If the target requires use of register spaces (e.g., for Vulkan), then a parameter block uses a single register space; otherwise it exposes the resource usage of its element type directly.

Processing Explicit Binding Modifiers

If the user put an explicit binding modifier on a parameter, and that modifier applies to the current target, then we use it and "reserve" space in the overall binding range.

Traditional HLSL register modifiers only apply for D3D targets. Slang currently allows GLSL-style layout(binding =...) modifiers to be attached to shader parameters, and will use those modifiers for GL/Vulkan targets.

If two parameters reserve overlapping ranges, we currently issue an error. This may be downgraded to a warning for targets that support overlapping ranges.

Allocating Bindings to Parameters

Once ranges have been reserved for parameters with explicit bindings, the compiler goes through all parameters again, in the global order and assigns them bindings based on their resource requirements.

For each resource type used by a parameter, it is allocated the first contiguous range of resources of that type that have not been reserved.

Splitting of Arrays

In order to support struct types that mix uniform and non-uniform data, the Slang compiler always "splits" these types. For example, given:

struct LightInfo { float3 pos; Texture2D shadowMap; };

LightInfo gLight;

Slang will generate code like:

float3 gLight_pos;
Texture2D gLight_shadowMap;

In a simple case like the above, this doesn't affect layout at all, but once arrays get involved, the layout can be more complicated. Consider this case:

struct Pair { Texture2D a; Texture2D b; };
Pair gPairs[8];

The output from the splitting step is equivalent to:

Texture2D gPairs_a[8];
Texture2D gPairs_b[8];

While this transformation is critical for having a type layout algorithm that applies across all APIs (and also it is pretty much required to work around various bugs in downstream compilers), it has the important down-side that the value gPairs[0] does not occupy a contiguous range of registers (although the top-level shader parameter gPairs does).

The Slang reflection API will correctly report the information about this situation:

  • The "stride" of the gPairs array will be reported as one, because gPairs[n+1].a is always one register after gPairs[n].a.

  • The offset of the gPairs.b field will be reported as 8, because gPairs[0].b will be 8 registers after the starting register for gPairs.

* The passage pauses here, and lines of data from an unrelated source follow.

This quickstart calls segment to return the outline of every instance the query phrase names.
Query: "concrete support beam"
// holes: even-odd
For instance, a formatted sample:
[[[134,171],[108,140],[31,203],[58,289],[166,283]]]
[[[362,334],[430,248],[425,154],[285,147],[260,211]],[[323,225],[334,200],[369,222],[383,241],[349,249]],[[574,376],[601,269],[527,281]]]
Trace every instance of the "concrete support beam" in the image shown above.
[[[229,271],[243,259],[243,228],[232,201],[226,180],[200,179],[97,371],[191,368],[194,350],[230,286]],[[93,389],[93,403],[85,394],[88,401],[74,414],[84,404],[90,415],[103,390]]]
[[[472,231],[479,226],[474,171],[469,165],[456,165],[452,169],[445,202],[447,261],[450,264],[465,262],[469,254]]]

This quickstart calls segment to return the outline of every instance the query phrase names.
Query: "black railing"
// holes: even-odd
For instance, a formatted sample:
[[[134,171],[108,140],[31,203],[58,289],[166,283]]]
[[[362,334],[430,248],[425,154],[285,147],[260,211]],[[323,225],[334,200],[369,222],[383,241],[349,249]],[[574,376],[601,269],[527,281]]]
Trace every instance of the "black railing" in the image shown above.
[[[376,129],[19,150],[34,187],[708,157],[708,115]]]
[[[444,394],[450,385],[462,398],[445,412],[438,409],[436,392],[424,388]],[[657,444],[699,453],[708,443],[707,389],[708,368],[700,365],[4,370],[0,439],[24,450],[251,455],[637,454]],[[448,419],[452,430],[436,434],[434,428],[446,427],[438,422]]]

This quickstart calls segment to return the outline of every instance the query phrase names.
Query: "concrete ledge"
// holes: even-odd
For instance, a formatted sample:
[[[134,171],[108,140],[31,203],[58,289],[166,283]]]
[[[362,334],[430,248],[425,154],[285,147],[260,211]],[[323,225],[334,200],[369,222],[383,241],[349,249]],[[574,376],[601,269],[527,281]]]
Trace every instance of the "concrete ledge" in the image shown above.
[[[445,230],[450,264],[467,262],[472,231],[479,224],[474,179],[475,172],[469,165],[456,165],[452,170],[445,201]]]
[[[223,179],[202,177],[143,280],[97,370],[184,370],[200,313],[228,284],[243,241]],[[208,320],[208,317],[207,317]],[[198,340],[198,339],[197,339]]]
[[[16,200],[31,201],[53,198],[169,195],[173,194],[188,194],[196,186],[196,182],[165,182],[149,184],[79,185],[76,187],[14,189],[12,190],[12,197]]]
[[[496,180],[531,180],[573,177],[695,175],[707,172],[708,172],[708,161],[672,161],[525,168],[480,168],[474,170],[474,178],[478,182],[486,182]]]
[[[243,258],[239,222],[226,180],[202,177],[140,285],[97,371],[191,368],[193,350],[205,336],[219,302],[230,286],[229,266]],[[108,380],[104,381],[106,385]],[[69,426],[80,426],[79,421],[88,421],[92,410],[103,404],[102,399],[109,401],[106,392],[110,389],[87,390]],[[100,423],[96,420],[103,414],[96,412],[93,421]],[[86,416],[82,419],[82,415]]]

The Slang API tries to provide the best information it can in this case, but it is still important for users who mix arrays and complex struct types to know how the compiler will lay them out.

Generics

Generic type parameters complicate these layout rules. For example, we cannot compute the exact resource requirements for a vector<T,3> without knowing what the type T is.

When computing layouts for fully specialized types or programs, no special considerations are needed: the rules as described in this document still apply. One important consequence to understand is that given a type like:

struct MyStuff<T>
{
	int a;
	T b;
	int c;
}

the offset computed for the c field depends on the concrete type that gets plugged in for T. We think this is the least surprising behavior for programmers who might be familiar with things like C++ template specialization.

In cases where confusion about a field like c getting different offsets in different specializations is a concern, users are encouraged to declare types so that all non-generic-dependent fields come before generic-dependent ones.